Fitting data: "most normal residuals" vs maximum-likelihood

Question

I have a data set to which I fit a model and examine the residuals. In one case (a) I maximize likelihood, and in another case (b) I impose one of the model parameters. In case (a) the rms of the residuals is smaller than for (b), but case (b) gives a higher Kolmogorov-Smirnov probability for the residuals being normal (after multiple resampling of the data and keeping the median KS p-value).

This suprised me, but it got me thinking. Is there a fitting procedure that gives models parameters such that the residuals are those that are most consistent with a normal distribution?

Answer 1

Since there's a good amount of discussion in the comments I will demonstrate why the normality of the residuals is a poor measure. I will use Shapiro Wilks test instead of KS, as KS needs to be supplied with estimated $\mu$ and $\sigma$.

Let's consider $Y = aX + b + \epsilon$, with $a = 1, b = 0, \epsilon\sim\mathcal N (0,1)$, as well as $X \sim \mathcal N (0,1)$ and simulate with $n = 300$.

set.seed("112")
x <- rnorm(300)
y <- x + rnorm(300)

First of whubers point about the mean of the residual not mattering for normality, let us test 3 values of $b: 0, 1, 99999$, while using the coreect value for $a$. It doesn't make a difference.

> shapiro.test(y - x)
Shapiro-Wilk normality test


data:  y - x
W = 0.99404, p-value = 0.2873
> shapiro.test(y - x - 1)
Shapiro-Wilk normality test


data:  y - x - 1
W = 0.99404, p-value = 0.2873
> shapiro.test(y - x - 99999) #if you use too many 9s things get rounded
Shapiro-Wilk normality test


data:  y - x - 99999
W = 0.99404, p-value = 0.2873

Now my point about, if $X$ is normal, then in a finite sample you will have some value for $a$ that maximizes normality, but this point is random. I'll test values from -10 to 10 and plot the p-values i.e. biggest is best, true value in black and slope of the regression in dashed in red:

a_s <- seq(-10, 10, by = 0.1)
res <- sapply(a_s, FUN = function(a){shapiro.test(y - a*x)})
res <- as.data.frame(t(res))
plot(a_s, res$p.value, ylim = c(0, 1))
abline(v = 1)
abline(v = coef(lm(y ~ x))[2], lty = 2, col = 2)

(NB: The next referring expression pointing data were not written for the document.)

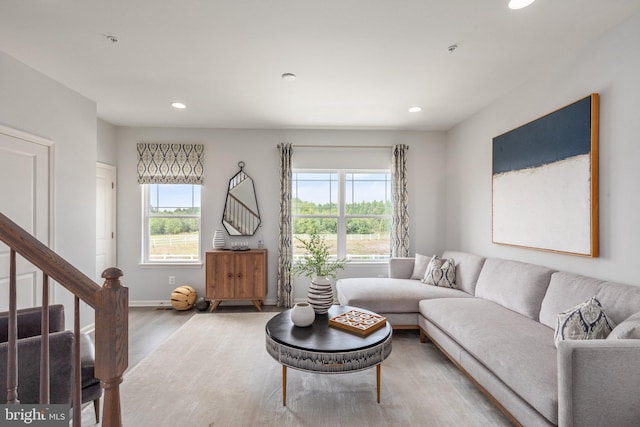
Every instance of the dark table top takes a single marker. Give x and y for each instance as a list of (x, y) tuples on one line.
[(320, 337)]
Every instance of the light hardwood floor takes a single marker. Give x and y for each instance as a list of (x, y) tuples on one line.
[(149, 327)]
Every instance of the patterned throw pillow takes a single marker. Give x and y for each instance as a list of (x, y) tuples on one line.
[(585, 321), (441, 272), (627, 329), (420, 264)]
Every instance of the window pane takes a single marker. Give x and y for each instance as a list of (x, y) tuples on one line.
[(314, 193), (181, 198), (368, 194), (326, 227), (368, 238), (174, 239), (174, 234)]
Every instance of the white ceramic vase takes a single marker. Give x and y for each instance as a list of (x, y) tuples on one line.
[(218, 239), (302, 314), (320, 294)]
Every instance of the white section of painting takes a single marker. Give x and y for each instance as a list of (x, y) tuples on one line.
[(547, 207)]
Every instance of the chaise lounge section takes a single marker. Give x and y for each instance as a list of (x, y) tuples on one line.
[(498, 328)]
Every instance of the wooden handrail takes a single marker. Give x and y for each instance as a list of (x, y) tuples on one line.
[(48, 261), (110, 302)]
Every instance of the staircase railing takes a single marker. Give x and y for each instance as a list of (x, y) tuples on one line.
[(110, 303)]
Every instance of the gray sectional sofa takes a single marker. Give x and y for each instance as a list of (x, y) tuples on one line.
[(498, 327)]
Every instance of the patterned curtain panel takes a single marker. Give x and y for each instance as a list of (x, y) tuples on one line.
[(399, 195), (170, 163), (285, 250)]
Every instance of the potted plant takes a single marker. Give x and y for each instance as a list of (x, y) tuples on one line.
[(316, 263)]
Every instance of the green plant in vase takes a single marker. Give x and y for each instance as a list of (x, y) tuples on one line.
[(316, 263)]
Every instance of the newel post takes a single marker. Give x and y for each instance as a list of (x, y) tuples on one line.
[(112, 342)]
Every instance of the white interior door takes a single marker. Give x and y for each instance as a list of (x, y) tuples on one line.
[(24, 198), (105, 219)]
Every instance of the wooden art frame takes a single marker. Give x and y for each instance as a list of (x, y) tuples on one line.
[(545, 182)]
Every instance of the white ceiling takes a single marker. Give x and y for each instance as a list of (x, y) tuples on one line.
[(360, 63)]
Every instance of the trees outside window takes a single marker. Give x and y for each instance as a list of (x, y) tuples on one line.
[(350, 209), (171, 223)]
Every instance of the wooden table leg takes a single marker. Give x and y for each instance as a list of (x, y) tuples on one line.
[(214, 305), (378, 367), (284, 386)]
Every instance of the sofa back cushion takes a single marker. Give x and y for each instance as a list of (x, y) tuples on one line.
[(515, 285), (567, 290), (468, 268)]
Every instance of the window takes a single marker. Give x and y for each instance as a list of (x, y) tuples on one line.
[(350, 209), (171, 223)]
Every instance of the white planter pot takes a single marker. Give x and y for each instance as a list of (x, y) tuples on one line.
[(302, 314), (320, 294)]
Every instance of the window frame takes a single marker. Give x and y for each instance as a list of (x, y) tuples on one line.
[(341, 216), (146, 231)]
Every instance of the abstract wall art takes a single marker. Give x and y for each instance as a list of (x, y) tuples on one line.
[(545, 182)]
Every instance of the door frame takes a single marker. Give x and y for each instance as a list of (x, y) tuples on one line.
[(50, 145), (114, 211)]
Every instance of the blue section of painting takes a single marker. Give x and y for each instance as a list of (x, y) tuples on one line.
[(557, 136)]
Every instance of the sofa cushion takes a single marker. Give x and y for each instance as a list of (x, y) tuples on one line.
[(567, 290), (515, 285), (441, 272), (468, 267), (385, 295), (420, 264), (518, 350), (628, 329), (585, 321)]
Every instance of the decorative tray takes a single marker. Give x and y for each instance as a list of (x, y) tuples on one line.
[(358, 322)]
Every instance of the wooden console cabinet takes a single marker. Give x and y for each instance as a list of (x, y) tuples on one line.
[(236, 275)]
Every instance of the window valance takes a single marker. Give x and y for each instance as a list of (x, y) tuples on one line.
[(170, 163)]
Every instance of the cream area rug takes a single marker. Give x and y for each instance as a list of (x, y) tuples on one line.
[(215, 371)]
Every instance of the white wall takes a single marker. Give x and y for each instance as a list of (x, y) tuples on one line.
[(257, 148), (106, 143), (610, 67), (34, 103)]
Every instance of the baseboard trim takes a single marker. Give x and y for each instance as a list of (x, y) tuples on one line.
[(167, 303)]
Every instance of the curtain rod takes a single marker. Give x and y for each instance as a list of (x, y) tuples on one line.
[(343, 146)]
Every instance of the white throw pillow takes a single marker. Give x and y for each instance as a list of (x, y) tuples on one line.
[(441, 272), (420, 266), (627, 329), (585, 321)]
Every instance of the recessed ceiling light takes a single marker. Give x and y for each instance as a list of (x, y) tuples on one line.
[(519, 4)]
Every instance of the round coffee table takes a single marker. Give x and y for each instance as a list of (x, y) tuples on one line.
[(323, 349)]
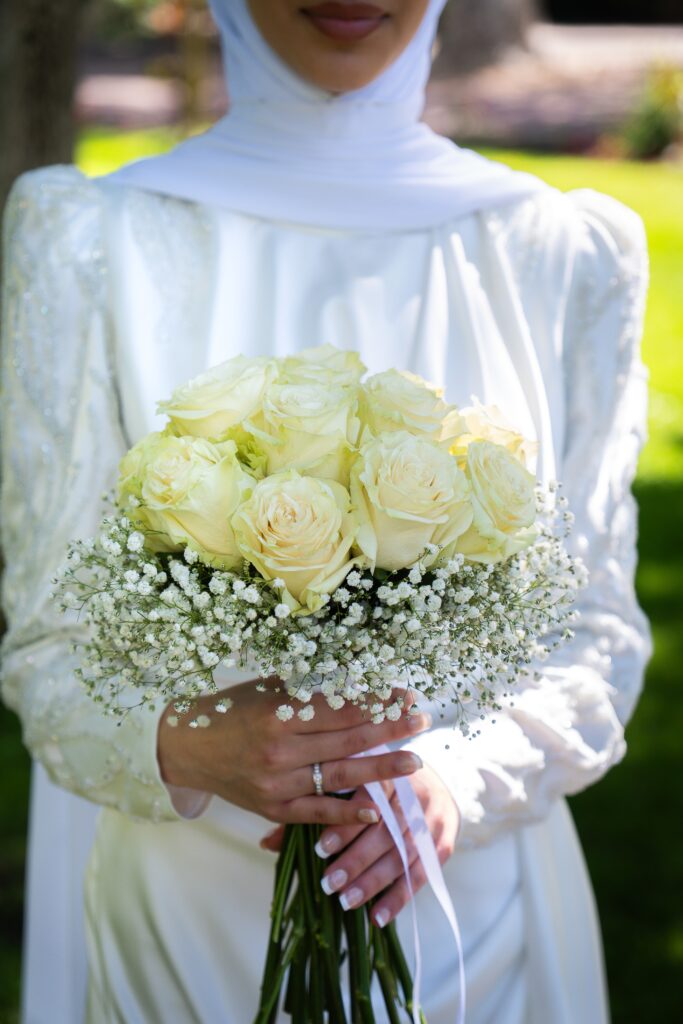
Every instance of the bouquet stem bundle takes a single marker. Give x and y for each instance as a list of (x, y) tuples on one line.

The highest p-value lies around $-1$! If you repeat the simulation you will see a wide variety of shapes, some of them peaking around 1 but others dipping, which is the opposite of what you want.

Just run this code snipped over and over again and you will see how ill defined this approach is:

x <- rnorm(300)
y <- x + rnorm(300)
res <- sapply(a_s, FUN = function(a){shapiro.test(y - a*x)})
res <- as.data.frame(t(res))
plot(a_s, res$p.value, ylim = c(0, 1))
abline(v = 1)
abline(v = coef(lm(y ~ x))[2], lty = 2, col = 2)

If you replace x <- rnorm(300) with x <- runif(300) you will get better behaved stuff, but it will still be incredibly weird. Using a KS-test only makes things worse.